Speaking of financial capacity, consumers are still sitting on trillions of dollars worth of excess savings that they can spend. This is helping to pay for the rising costs of goods and services.
“The current surge in non-discretionary inflation — particularly food, energy, and shelter — will pressure households' budgets and lead them to pare back their discretionary purchases, while supply-chain issues will continue to constrain sales growth,” Boussour noted. “But robust labor income growth, record levels of household wealth and ample excess savings worth 13% of GDP mean that consumer spending should remain supported in the months ahead.“
Relevant reading from TKer:
🤦♂️ Btw, it’s hard to beat the market: In a report published on Wednesday, S&P Dow Jones Indices analysts found that 85.1% of U.S. large-cap equity fund managers underperformed the S&P 500. It was the 12th straight year that more than half of the managers in this category lagged the index.

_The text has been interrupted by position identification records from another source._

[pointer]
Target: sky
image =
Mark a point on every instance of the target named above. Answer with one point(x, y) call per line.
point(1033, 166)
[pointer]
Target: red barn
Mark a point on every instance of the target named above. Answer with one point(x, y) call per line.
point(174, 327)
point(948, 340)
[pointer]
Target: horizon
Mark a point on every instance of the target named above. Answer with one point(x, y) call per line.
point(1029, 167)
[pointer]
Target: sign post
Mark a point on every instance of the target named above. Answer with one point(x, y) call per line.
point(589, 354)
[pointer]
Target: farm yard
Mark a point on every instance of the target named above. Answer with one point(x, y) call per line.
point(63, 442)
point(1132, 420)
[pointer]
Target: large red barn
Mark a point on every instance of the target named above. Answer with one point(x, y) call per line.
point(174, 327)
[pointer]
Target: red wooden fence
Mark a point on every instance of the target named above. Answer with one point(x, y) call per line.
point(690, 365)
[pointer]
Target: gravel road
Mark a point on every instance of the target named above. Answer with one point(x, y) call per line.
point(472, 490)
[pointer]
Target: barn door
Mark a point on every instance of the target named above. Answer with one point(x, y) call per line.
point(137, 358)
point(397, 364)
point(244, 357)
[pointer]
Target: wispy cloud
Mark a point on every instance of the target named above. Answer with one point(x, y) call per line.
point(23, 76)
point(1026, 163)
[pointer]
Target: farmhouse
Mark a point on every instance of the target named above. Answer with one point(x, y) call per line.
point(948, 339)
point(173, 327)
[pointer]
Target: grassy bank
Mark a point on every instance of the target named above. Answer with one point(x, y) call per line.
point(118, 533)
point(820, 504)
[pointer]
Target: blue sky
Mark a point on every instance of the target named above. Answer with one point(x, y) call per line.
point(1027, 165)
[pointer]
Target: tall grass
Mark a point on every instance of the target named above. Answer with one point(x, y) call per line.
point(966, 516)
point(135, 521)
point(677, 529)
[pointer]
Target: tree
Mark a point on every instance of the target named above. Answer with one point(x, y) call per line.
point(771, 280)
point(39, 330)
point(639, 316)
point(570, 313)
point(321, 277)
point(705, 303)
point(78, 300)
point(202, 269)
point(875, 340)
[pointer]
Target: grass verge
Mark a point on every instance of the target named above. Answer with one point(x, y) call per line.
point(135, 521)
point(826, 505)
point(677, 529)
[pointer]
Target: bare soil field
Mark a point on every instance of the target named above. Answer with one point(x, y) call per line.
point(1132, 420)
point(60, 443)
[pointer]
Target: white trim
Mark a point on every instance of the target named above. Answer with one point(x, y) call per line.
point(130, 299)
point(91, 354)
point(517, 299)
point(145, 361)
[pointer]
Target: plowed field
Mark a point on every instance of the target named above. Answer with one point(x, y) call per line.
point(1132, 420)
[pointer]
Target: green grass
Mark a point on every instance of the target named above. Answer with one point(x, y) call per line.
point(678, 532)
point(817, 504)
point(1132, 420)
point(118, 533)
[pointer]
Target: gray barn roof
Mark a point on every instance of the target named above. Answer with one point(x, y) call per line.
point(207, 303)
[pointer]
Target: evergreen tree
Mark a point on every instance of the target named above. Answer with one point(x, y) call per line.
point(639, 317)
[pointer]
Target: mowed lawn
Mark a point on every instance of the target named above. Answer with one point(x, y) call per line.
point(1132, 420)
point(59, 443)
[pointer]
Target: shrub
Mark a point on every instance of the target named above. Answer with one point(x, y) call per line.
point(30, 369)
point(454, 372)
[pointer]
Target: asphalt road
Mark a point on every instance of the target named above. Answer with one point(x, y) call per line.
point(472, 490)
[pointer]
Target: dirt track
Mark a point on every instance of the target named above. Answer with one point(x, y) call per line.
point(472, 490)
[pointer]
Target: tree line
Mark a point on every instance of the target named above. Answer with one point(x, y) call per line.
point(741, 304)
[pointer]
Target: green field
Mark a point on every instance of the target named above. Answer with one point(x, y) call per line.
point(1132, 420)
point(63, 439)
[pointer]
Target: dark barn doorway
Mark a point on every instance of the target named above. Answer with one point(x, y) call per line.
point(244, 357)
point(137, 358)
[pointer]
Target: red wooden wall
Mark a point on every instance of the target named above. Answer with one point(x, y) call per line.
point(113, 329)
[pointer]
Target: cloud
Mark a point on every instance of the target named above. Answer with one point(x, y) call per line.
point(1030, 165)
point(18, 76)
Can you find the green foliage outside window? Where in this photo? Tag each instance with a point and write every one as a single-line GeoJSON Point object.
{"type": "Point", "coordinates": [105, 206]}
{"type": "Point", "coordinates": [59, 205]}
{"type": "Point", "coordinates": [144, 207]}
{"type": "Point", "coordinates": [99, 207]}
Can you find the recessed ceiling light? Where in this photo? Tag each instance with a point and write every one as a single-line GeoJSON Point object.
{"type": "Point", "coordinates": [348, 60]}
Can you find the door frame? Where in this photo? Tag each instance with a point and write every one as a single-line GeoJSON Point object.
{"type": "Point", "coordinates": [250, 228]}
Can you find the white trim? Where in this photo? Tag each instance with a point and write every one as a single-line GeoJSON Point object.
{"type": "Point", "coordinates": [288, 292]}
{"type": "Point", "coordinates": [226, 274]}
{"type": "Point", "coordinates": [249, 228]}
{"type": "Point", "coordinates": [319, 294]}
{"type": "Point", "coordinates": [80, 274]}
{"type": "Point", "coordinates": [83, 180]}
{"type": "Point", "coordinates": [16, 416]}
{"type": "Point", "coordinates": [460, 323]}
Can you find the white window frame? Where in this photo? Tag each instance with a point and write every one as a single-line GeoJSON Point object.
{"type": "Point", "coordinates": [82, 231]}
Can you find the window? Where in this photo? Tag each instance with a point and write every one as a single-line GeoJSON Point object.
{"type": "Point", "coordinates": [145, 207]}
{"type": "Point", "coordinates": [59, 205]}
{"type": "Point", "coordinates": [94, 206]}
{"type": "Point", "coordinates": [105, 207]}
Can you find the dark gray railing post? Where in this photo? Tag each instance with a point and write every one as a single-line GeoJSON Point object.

For more on this, read this.
🏛 Fed hikes rates: The Federal Reserve raised its target short-term interest rate range by 25 basis points (bp) to 0.25%-0.50%, from 0%-0.25%. This is the first rate hike since 2018. While the decision had been almost universally expected for quite a while, it nevertheless represented one of the more consequential moves in recent history to tighten monetary policy. Fed chair Powell believes that tighter monetary policy will be able to cool inflation without causing unemployment to jump. For more on this, read this.
🏡 Mortgage rates jump: From Freddie Mac: “The 30-year fixed-rate mortgage exceeded four percent for the first time since May of 2019. The Federal Reserve raising short-term rates and signaling further increases means mortgage rates should continue to rise over the course of the year. While home purchase demand has moderated, it remains competitive due to low existing inventory, suggesting high house price pressures will continue during the spring homebuying season.“
🏘 Home sales fall: On Friday, we learned that the pace of existing-home sales, or the sale of previously owned homes, fell 7.2% from January to an annualized rate of 6.02 million units in February.
💰 Stock buybacks hit record high, but the level is close to average: From S&P Dow Jones Indices senior index analyst Howard Silverblatt: “Q4 2021 share repurchases were a record $270.1 billion, up 15.1% from Q3 2021’s record $234.6 billion expenditure and up 106.8% from Q4 2020’s $130.6 billion… Buybacks as a percentage of market value increased to 0.67% from 0.64% in Q3,’21 (Q2,’21 was 0.55% and Q3,’20 was 0.37%), the long-term average 0.64%.“ For more on buybacks, read this and this.
🔄 Unretirements are up: Tom Brady isn’t the only person returning to work after retiring. According to the Indeed Hiring Lab, the percentage of people who retired but subsequently went back to work has been on the rise. For more, read this.
Up the road 🛣
The week comes with monthly updates on new home sales, durable goods orders, and consumer sentiment. All are critical metrics, but there’s nothing to suggest the known trends are changing. Homes have been in high demand, but shortages and rising mortgage rates could cause the market to cool. Durable goods orders have been healthy, but persistent supply chain issues have been hindering shipments. And consumer sentiment has been in the dumps because of high inflation.